By Eugene Robinson
Oct 21, 2012
Not a word has been said in the presidential debates about what may be the most urgent and consequential issue in the world: climate change.
President Obama understands and accepts the scientific consensus that the burning of fossil fuels is trapping heat in the atmosphere, with potentially catastrophic long-term effects. Mitt Romney’s view, as on many issues, is pure quicksilver—impossible to pin down—but when he was governor of Massachusetts, climate change activists considered him enlightened and effective.
Yet neither has mentioned the subject in the debates. Instead, they have argued over who is more eager to extract ever-larger quantities of oil, natural gas and coal from beneath our purple mountains’ majesties and fruited plains.
“We have increased oil production to the highest levels in 16 years,” Obama said in Tuesday’s debate. “Natural gas production is the highest it’s been in decades. We have seen increases in coal production and coal employment.”

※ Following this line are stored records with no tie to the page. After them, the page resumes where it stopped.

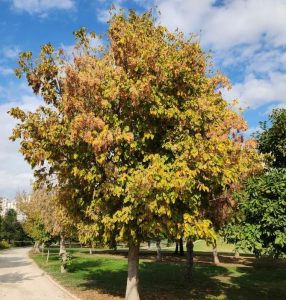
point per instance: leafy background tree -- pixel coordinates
(272, 138)
(259, 224)
(11, 228)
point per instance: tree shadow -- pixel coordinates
(158, 281)
(167, 281)
(13, 262)
(266, 280)
(16, 277)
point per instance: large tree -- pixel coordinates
(136, 133)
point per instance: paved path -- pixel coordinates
(22, 279)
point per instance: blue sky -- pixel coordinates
(246, 37)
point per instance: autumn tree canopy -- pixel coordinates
(136, 132)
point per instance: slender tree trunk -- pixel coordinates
(63, 254)
(190, 259)
(133, 273)
(181, 247)
(37, 247)
(236, 254)
(215, 254)
(159, 253)
(177, 248)
(43, 248)
(48, 254)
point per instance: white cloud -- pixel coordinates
(254, 92)
(42, 6)
(15, 173)
(248, 39)
(10, 52)
(235, 23)
(6, 71)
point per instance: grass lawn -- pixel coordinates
(102, 275)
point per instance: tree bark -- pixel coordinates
(43, 248)
(48, 254)
(159, 253)
(181, 247)
(215, 254)
(63, 254)
(133, 274)
(177, 248)
(190, 259)
(37, 247)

Romney scoffed that Obama “has not been Mr. Oil, or Mr. Gas, or Mr. Coal,” and promised that he, if elected, would be all three. “I’ll do it by more drilling, more permits and licenses,” he said, adding later that this means “bringing in a pipeline of oil from Canada, taking advantage of the oil and coal we have here, drilling offshore in Alaska, drilling offshore in Virginia, where the people want it.”
If this is a contest to see who can pretend to be more ignorant of the environmental freight train that’s barreling down the tracks toward us, Romney wins narrowly.
Obama does acknowledge that his administration has invested in alternative energy technologies, such as wind and solar, that do not emit carbon dioxide and thus do not contribute to atmospheric warming. But he never really says why, except to say he will not “cede those jobs of the future” to other nations such as China and Germany.